Q&A with Max Essex: Is African AIDS Different?

Max EssexBesides trying to the find the most effective methods to treat and prevent HIV/AIDS, Dr. Max Essex, Chair of the Harvard AIDS Initiative, has been trying to understand why southern Africa is the epicenter of the epidemic. According to the 2010 UNAIDS Report, 22 million of the 33 million people living with HIV live in sub-Saharan Africa. In South Africa the adult HIV prevalence is 17.8%, with an estimated 5.6 million people living with HIV. In three other southern African countries, the national adult HIV prevalence rate now exceeds 20%. These countries are Botswana (24.8%), Lesotho (23.6%) and Swaziland (25.9%).

Spotlight Editor Martha Henry asked Essex about what he and his HAI colleagues have learned.

Spotlight: Your recent paper in AIDS showed that about 30% of people acutely infected with HIV-1C, the subtype predominant in southern Africa, maintain a high viral load for a much longer period than was expected. People with a high viral load have a much greater chance of infecting a partner. Does this finding explain why the AIDS epidemic is much worse in southern Africa than elsewhere? Is this the smoking gun that researchers have been looking for?

ESSEX: Researchers don’t like to use terms like “smoking gun” because we’re wary about raising expectations higher than other people might interpret as justified based on the evidence. But yes, it’s certainly the most logical way to explain why the epidemic in southern Africa is much worse in terms of total number of people infected than the epidemics anywhere else in the world.

How can you tell if the severity of the epidemic in southern Africa is due to a biological difference in HIV-1C rather than behavioral differences in people, such as social migration patterns or concurrent (overlapping) sexual partners? Is it possible to tease apart whether it’s biology or behavior or some combination of the two?

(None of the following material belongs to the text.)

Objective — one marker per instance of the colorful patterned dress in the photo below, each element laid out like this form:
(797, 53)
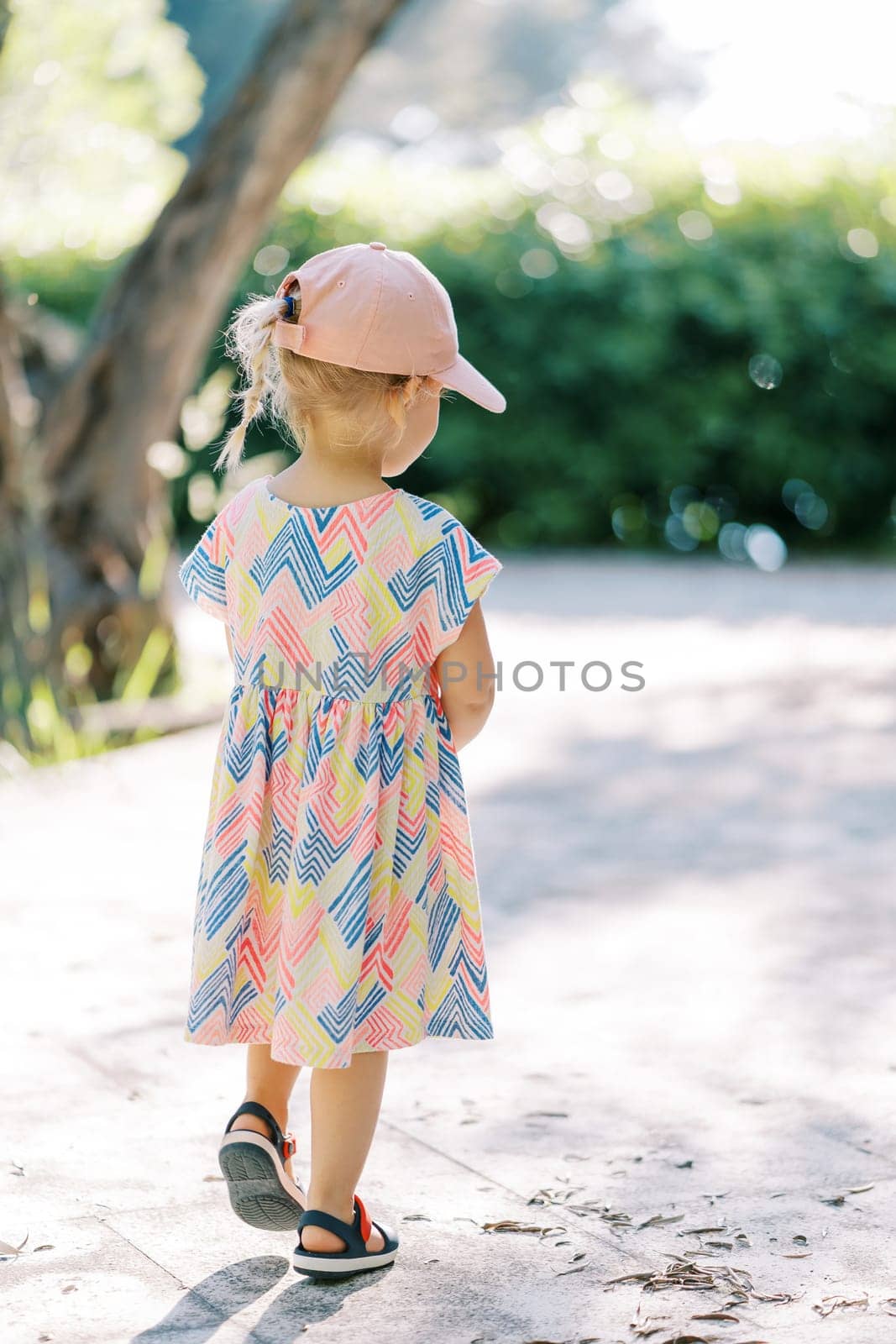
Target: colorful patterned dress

ESSEX: In wanting to find an explanation for the severity of the epidemic in southern Africa, we thought a difference in the virus was a logical place to look. Admittedly I’m a virologist, so I think of the virus first.
I have no doubt that behavioral issues like the absence of circumcision and multiple concurrent partnerships can contribute to higher rates of infection, but I think the explanation that makes the most sense is that those differences are in addition to the virus’s ability to spread based on viral load. Behavioral factors may make spreading or transmission worse, but without this significant difference between viruses, they just increase transmission by 50 or 100%, not five-fold, the way the differences really are in southern Africa versus other parts of Africa.

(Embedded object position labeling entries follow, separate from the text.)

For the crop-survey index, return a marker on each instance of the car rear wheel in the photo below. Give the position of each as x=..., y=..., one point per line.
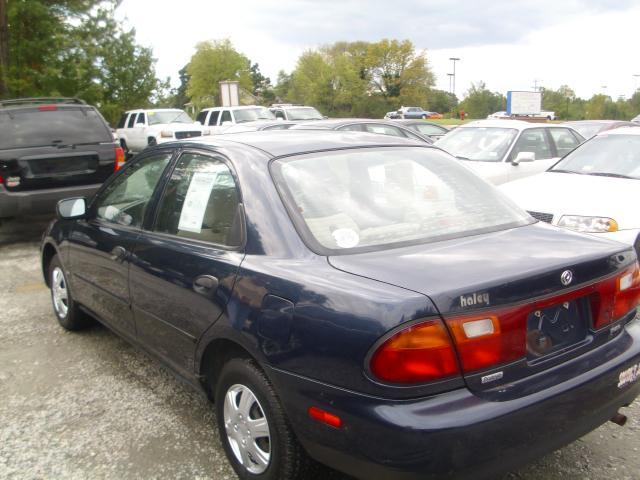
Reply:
x=67, y=311
x=253, y=428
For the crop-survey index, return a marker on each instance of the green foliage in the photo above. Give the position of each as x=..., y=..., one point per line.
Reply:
x=480, y=101
x=213, y=62
x=359, y=78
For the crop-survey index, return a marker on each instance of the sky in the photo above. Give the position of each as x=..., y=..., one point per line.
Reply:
x=590, y=45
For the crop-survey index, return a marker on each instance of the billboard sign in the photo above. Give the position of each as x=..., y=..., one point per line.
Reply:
x=524, y=103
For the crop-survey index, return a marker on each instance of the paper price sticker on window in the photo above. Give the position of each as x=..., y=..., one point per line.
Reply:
x=629, y=376
x=196, y=201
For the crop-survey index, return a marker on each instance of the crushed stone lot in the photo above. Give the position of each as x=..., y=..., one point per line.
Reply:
x=89, y=405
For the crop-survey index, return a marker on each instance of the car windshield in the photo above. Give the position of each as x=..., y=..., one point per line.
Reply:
x=303, y=113
x=604, y=155
x=251, y=114
x=384, y=197
x=587, y=130
x=483, y=144
x=168, y=116
x=36, y=127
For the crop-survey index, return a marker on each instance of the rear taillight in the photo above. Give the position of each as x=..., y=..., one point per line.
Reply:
x=420, y=353
x=120, y=159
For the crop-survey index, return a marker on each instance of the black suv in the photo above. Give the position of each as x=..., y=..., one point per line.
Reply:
x=52, y=148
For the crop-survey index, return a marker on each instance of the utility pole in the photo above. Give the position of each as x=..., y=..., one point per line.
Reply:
x=454, y=60
x=450, y=84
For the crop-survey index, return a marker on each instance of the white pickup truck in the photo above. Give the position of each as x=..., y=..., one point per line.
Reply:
x=138, y=129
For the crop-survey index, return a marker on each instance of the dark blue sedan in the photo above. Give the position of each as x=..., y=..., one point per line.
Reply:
x=361, y=301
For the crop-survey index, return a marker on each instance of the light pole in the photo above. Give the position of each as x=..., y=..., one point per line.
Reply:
x=454, y=60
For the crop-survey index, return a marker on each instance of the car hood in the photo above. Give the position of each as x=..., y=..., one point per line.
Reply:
x=508, y=266
x=574, y=194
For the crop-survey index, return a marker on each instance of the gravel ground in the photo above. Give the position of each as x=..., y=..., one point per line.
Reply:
x=88, y=405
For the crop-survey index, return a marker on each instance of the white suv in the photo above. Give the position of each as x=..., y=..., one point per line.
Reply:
x=138, y=129
x=219, y=119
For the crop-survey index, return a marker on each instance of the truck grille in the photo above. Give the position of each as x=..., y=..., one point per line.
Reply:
x=543, y=217
x=181, y=135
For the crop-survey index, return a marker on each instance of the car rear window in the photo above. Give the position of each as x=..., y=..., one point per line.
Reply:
x=60, y=126
x=373, y=198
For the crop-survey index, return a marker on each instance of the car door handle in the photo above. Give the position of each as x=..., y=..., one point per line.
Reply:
x=118, y=254
x=205, y=284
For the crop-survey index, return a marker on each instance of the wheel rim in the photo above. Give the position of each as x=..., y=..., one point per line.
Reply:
x=59, y=292
x=247, y=429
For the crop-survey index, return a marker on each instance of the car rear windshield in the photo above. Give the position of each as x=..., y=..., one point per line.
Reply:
x=605, y=156
x=251, y=114
x=372, y=198
x=303, y=113
x=168, y=116
x=35, y=127
x=483, y=144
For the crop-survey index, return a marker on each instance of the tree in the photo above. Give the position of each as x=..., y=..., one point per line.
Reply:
x=480, y=101
x=213, y=62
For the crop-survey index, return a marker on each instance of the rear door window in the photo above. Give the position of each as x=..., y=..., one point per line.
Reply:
x=55, y=127
x=124, y=201
x=564, y=139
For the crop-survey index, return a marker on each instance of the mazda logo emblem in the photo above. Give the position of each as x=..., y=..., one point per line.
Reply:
x=567, y=277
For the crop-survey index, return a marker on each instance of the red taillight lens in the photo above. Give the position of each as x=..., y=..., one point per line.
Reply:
x=616, y=297
x=420, y=353
x=120, y=159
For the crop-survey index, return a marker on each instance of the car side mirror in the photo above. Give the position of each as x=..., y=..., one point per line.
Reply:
x=524, y=157
x=70, y=208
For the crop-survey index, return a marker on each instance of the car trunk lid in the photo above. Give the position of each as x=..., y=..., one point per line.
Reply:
x=517, y=274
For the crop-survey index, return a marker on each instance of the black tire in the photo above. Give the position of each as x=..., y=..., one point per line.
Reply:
x=288, y=460
x=73, y=318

Unlike the AIDS epidemic in the U.S., which is predominantly among men who have sex with men and are infected with HIV-1B, the epidemic in southern Africa is predominantly a heterosexual epidemic with both men and women infected with HIV-1C. Why the difference?

ESSEX: The difference in transmission ratios with respect to viral subtypes that I think is clearest to document but hardest to explain is why HIV-1B, the subtype that caused the epidemic in the U.S. among gay men and IV drug users, doesn’t have much of an ability to infect women any place in the world. There’s no evidence that I’m aware of anywhere—South America, Haiti, etc.­—that HIV-1B has had the same degree of efficiency in infecting women as any of the major viral subtypes that have caused the heterosexual epidemic in Africa.

HIV Prevalence Map source: UNAIDS
Source: UNAIDS

And so what I would predict is that, for whatever reason, HIV-1B doesn’t get produced in cervical vaginal fluids or female reproductive tract fluids or infect through cells of the female reproductive tract as well as does HIV-1C, the subtype predominant in southern Africa. It’s that ability, the ability of the virus to infect cells in the reproductive tract, especially the female reproductive tract, that I think would be different with the different viruses.